Since the first of the year, our phones have been ringing off the hook with ad-selling sites looking for ad sales, sales management, business development and customer service training. We’ve booked more training days in the first quarter of 2000 than we conducted in all of 1999.
I’d like to have you believe this is the result of our brilliant marketing plan, but in fact we’ve never actively marketed our training services. It had been a sideline to the consulting business, offered as a client service, with occasional open-to-the-public training sessions that we promoted at events and with mailings. Pretty low-key sales effort, really.
No, we believe the reason for the huge increase in training demand is that the Internet advertising business is growing up. We are moving beyond a Wild West, figure-it-out-as-you-go mentality and into a stage characterized by an active attention to first-class salesmanship: developing and retaining a highly skilled sales staff that provides better solutions to clients.

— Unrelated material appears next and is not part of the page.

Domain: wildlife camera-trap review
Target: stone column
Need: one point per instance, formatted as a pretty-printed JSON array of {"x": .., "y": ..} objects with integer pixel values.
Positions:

We are joining the rest of the mature media world.
Some readers will object here, wanting to keep this industry separate, unique, an island apart. But many of you will agree with us that the Internet as an advertising vehicle can’t begin to deliver on its potential until we (the ad-supported sites) begin to reach out and deal with the rest of the world (specifically, advertisers and agencies) the way they choose to be dealt with.

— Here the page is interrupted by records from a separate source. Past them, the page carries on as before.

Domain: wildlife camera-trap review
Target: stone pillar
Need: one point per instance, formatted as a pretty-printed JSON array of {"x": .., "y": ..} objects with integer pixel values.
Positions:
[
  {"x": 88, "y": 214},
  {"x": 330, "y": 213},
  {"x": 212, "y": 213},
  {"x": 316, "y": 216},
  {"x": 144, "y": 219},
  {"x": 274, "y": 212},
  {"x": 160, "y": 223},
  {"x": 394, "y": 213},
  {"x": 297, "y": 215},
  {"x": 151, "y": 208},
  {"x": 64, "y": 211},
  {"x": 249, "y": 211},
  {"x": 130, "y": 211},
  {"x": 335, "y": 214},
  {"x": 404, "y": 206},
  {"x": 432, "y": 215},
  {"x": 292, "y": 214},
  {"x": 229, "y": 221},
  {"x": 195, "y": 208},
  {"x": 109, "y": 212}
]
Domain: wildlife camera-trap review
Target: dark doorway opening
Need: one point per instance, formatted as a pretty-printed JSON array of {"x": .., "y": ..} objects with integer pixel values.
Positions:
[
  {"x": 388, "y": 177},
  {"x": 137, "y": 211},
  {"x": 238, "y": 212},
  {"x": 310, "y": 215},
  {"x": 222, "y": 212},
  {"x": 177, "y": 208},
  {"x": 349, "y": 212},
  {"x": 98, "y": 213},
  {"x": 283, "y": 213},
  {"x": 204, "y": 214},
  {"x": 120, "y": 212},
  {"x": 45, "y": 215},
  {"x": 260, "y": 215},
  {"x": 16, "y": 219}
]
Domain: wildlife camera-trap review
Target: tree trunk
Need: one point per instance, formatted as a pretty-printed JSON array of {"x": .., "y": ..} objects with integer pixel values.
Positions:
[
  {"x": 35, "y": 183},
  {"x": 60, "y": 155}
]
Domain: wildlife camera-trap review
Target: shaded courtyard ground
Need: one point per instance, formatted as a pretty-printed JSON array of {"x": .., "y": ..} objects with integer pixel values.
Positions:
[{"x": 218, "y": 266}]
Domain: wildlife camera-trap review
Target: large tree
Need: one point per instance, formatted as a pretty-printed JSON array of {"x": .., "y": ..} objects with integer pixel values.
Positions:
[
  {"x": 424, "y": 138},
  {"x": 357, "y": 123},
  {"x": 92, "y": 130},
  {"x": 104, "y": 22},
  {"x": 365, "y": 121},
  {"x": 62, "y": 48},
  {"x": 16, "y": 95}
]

This means we need to learn to fill their business needs with our offerings. We won’t grow this business if we expect the rest of the world to play by a new set of rules. Behaviors are hard to change, and the need to change established behaviors always slows the growth rate of any new idea.
So, Internet advertising salespeople are looking more and more to older media to understand how to sell in the way agencies and clients want to be sold to.
And Internet publishers are investing in the skill levels of their salespeople, their managers, their support staff (and everyone else who works with clients and prospects), because they know that the best trained sell more, keep renewals longer, serve clients better, and are generally happier employees. Which makes them far less likely to leave.
We said eighteen months ago in this column that the Internet advertising business was in toddlerhood. Today it seems to be in school. Literally in school, and learning fast.
We’re excited about the development, and the advertisers and agencies we speak with are, too. Better-informed and better-prepared sales professionals make their jobs much easier; better salespeople in any arena make it easier for customers to buy. And that’s what we all need for the business to keep up its impressive rate of growth.
Now, we admit to a strong bias here – we are training fans, zealots even, who truly believe in the power of continuing education and development for every professional. And yes, our training programs, both customized for companies and designed for public forums, are part of our firm’s revenue picture. You could take this column as a purely commercial message, and if you do, we apologize.
Our view is that no matter whom you work with – whether it be one of the IAB’s professional development programs, another private training firm, or even dedicated internal training staff – the best teams will soon be known, as they are in other fields, by the distinction of their commitment to ongoing training and development. And we believe the whole industry will gain by it.